KBBD6/7 interacts directly with DRD2 and ubigenizes DRD2 at five ubiganized bits (K221, K226, K241, K251, and K258).
high affinity DRD2 astration CAB induces DRD2 internalization, and under the control of KBTBD6/7, the activity of the Ubibinized degradation cell slurry DRD2 weakens the inhibition of CAB-mediated AKT/mTOR pathway.
the KBTBD7 gene was prepared using CRISPR-Cas9 technology to knock out mice, and the static levels of the pituitary, healing and heart DRD2 proteins were higher than in wild mice.
in human pituitary tumors, the expression of KBTBD6/7 has been negatively associated with the expression of DRD2.
addition, KBTBD7 is highly expressed in dopamine-resistant oxytocinoma, but low in dopamine-sensitive oxytocinoma.
to remove KBBD6/7-sensitive MMQ cells and primary pituitary tumor cells for CAB therapy.
, KBTBD7 over-expression increased CAB resistance to estrogen-induced in-place rat oxytocinoma models.
, our findings reveal a new mechanism for the degradation of the dopamine-like 2 protein and show the sensitivity of the KBTBD6/7-dopamine-regulated dopamine-regulated dopamine subject to dopamine therapy.
, KBTBD6/7 is expected to be a therapeutic target for pituitary tumors.
: HEK293T cells are supplied by Hu Ronggui Laboratory.
MMQ rat pituitary cell line was purchased from the U.S.-type culture specimen set and has been shown to be free of myogen contamination (tested using mycogen chromosomal test kit, Beyotime, cat no. C0296, China).
HEK293T cell culture in Durbeco's improved Eagle medium (DMEM, Gibco, 1165-118) and add 10% (v/v) tires Bovine serum (FBS, Moregate, FBS500), 100 U/ml penicillin, and 100 streptomycin (Gibco, 15140122).
MMQ cells are cultured in Ham's F-12K (Kaighn's) culture (Gibco, 21172022) containing 2.5% fetal bovine serum, 15% horse serum (Bioind, 04-004-1A) and 1% penicillin/streptococcus.
For primary pituitary tumor cell culture, the PA tissue isolated from surgery is dispersed by enzymes and machinery, the resulting tumor cells are carefully washed through repeated centrifugation, and cultured in DMEM with 10% FBS and 1% penicillin/streptomycin added.

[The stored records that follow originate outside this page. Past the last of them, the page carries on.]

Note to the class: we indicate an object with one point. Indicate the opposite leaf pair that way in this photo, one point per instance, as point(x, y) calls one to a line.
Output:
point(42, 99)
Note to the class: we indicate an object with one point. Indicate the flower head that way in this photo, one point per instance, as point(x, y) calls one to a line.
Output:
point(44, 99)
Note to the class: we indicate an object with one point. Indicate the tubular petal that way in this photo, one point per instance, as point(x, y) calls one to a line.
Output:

all cell line systems in the humidification air at 37 degrees C of 5% carbon dioxide.
, the results of this study provide reasonable and powerful support for the possibility that KBTBD6/7-mediated DRD2 ubigan may be involved in important functions of the brain.
addition, KBTBD7 promotes the activation of p38 and NF-B signals by interacting with MKK3/6, thereby reducing survival and heart function and increasing infarction area and scarring after myocardial infarction.
, we also observed an increase in the expression of DRD2 in a variety of organs, including the heart, in the KBTBD7KO mouse model.
, our results provide the basis for future studies of the functions of KBTBD6/7-DRD2 interactions.
Liu, Y.T., Liu, F., Cao, L. et al. The KBTBD6/7-DRD2 axis regulates pituitary adenoma resy to dopamine agonist treatment. Acta Neuropathol 140, 377-396 (2020). Source: MedSci Originals !-- Content Presentation Ends -- !-- To Determine If Login Ends.